AMBON (Arrahmah.id) – Majelis Ulama Indonesia (MUI) Provinsi Maluku menyampaikan tanggapan tegas terhadap pernyataan kontroversial Wakil Gubernur (Wagub) Maluku, Abdullah Vanath, yang menuai kegaduhan di masyarakat.
Pernyataan tersebut disampaikan Abdullah dalam sebuah acara di Kabupaten Maluku Barat Daya, di mana ia menyinggung soal maraknya peredaran minuman keras tradisional sopi dan menyebut bahwa hukum Tuhan serta seruan Nabi terkait larangan minuman keras tidak lagi relevan bagi sebagian masyarakat.
Abdullah Vanath dalam sambutannya menyinggung banyaknya pemuka agama Islam yang terus menyampaikan ceramah mengenai bahaya sopi, namun faktanya minuman itu tetap menjadi bagian dari kehidupan masyarakat Maluku.
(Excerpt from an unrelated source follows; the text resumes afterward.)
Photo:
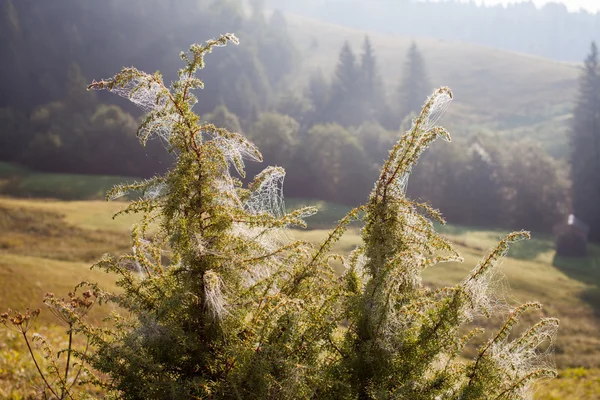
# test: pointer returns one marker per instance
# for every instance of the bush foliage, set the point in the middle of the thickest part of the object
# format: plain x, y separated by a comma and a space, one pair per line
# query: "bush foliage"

Ucapannya ini memicu reaksi keras dari berbagai kalangan, termasuk MUI Maluku.
Wakil Ketua Umum MUI Maluku, Abdul Haji Latua, menyampaikan penyesalan atas pernyataan Wagub yang dinilai menyinggung umat Islam dan menimbulkan keresahan.
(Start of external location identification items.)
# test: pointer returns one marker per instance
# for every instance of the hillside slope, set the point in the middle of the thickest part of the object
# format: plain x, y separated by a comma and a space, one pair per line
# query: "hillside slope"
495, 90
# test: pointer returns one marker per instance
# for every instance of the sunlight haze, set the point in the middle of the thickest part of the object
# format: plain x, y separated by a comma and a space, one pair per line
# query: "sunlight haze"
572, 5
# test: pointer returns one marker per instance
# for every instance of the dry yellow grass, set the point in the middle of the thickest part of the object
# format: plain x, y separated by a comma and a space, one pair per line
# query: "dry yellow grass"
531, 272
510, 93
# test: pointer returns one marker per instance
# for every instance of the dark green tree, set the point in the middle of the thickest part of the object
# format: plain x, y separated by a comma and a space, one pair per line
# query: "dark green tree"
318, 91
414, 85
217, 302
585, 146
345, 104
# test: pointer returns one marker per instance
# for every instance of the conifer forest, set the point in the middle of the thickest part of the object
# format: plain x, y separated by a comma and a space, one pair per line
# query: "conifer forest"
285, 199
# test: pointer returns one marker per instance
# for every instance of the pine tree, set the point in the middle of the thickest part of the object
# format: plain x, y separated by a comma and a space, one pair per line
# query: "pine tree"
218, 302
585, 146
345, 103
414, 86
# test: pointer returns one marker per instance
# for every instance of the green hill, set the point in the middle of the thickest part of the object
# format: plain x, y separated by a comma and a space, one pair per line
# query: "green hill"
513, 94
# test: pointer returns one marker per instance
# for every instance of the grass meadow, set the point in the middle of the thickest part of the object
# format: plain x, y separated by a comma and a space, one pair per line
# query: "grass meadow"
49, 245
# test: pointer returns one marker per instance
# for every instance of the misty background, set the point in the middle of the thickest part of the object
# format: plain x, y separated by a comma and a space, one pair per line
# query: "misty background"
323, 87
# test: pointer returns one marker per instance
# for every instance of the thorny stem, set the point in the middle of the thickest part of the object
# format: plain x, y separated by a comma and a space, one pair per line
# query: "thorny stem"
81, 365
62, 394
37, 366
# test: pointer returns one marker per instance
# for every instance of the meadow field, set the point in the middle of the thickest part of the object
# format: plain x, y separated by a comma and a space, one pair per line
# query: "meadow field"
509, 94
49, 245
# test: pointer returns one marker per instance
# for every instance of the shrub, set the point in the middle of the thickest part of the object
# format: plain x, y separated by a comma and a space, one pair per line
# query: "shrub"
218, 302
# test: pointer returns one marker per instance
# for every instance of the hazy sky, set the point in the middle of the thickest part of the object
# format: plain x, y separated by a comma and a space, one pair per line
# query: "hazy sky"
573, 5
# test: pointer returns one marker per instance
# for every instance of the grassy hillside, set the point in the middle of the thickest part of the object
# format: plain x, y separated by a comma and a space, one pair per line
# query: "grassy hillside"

“Majelis Ulama Indonesia Provinsi Maluku menyesalkan dan sangat menyayangkan pernyataan Wakil Gubernur Maluku dalam sambutannya yang telah menimbulkan keresahan di kalangan umat Islam di Maluku,” ujar Abdul Haji Latua dalam keterangan pers di Ambon, Ahad (27/7/2025).
Abdul Haji juga membantah klaim Abdullah Vanath yang menyebut telah melibatkan pemuka agama dan tokoh Islam dalam pembahasan legalisasi sopi.
“Majelis Ulama Indonesia Provinsi Maluku merasa tidak pernah dilibatkan dalam diskusi apapun bersama Wakil Gubernur Maluku sebagaimana pernyataannya dalam sambutan tersebut,” tegasnya.
MUI Maluku menegaskan pentingnya kehati-hatian dalam menyampaikan pernyataan, terutama yang berkaitan dengan ajaran agama dan nilai-nilai moral masyarakat.
“Kami meminta Wakil Gubernur lebih berhati-hati dalam mengeluarkan pernyataan yang dapat menyinggung perasaan umat Islam, apalagi berkaitan dengan kaidah-kaidah keagamaan yang sudah baku dan jelas,” tambah Abdul Haji.
Lebih jauh, MUI juga mengingatkan Pemerintah Provinsi Maluku agar lebih cermat memilih kata-kata untuk menghindari kegaduhan dan potensi konflik di masyarakat.
“Kami meminta pemerintah Provinsi Maluku agar lebih berhati-hati dalam pemilihan diksi dan kalimat bermuatan rasisme yang dapat mengganggu keamanan dan kestabilan masyarakat,” tegasnya.
Pernyataan Abdullah Vanath ini tidak hanya menuai kritik dari MUI Maluku, tetapi juga mendapat kecaman dari sejumlah tokoh Muslim, ulama, dan organisasi kemasyarakatan di Maluku.
Beberapa pihak bahkan berencana melaporkan Abdullah Vanath ke kepolisian karena menilai pernyataannya mengandung unsur SARA dan dapat memicu keresahan.
Hingga berita ini diturunkan, Abdullah Vanath belum memberikan klarifikasi atau tanggapan resmi atas berbagai kecaman yang diarahkan kepadanya.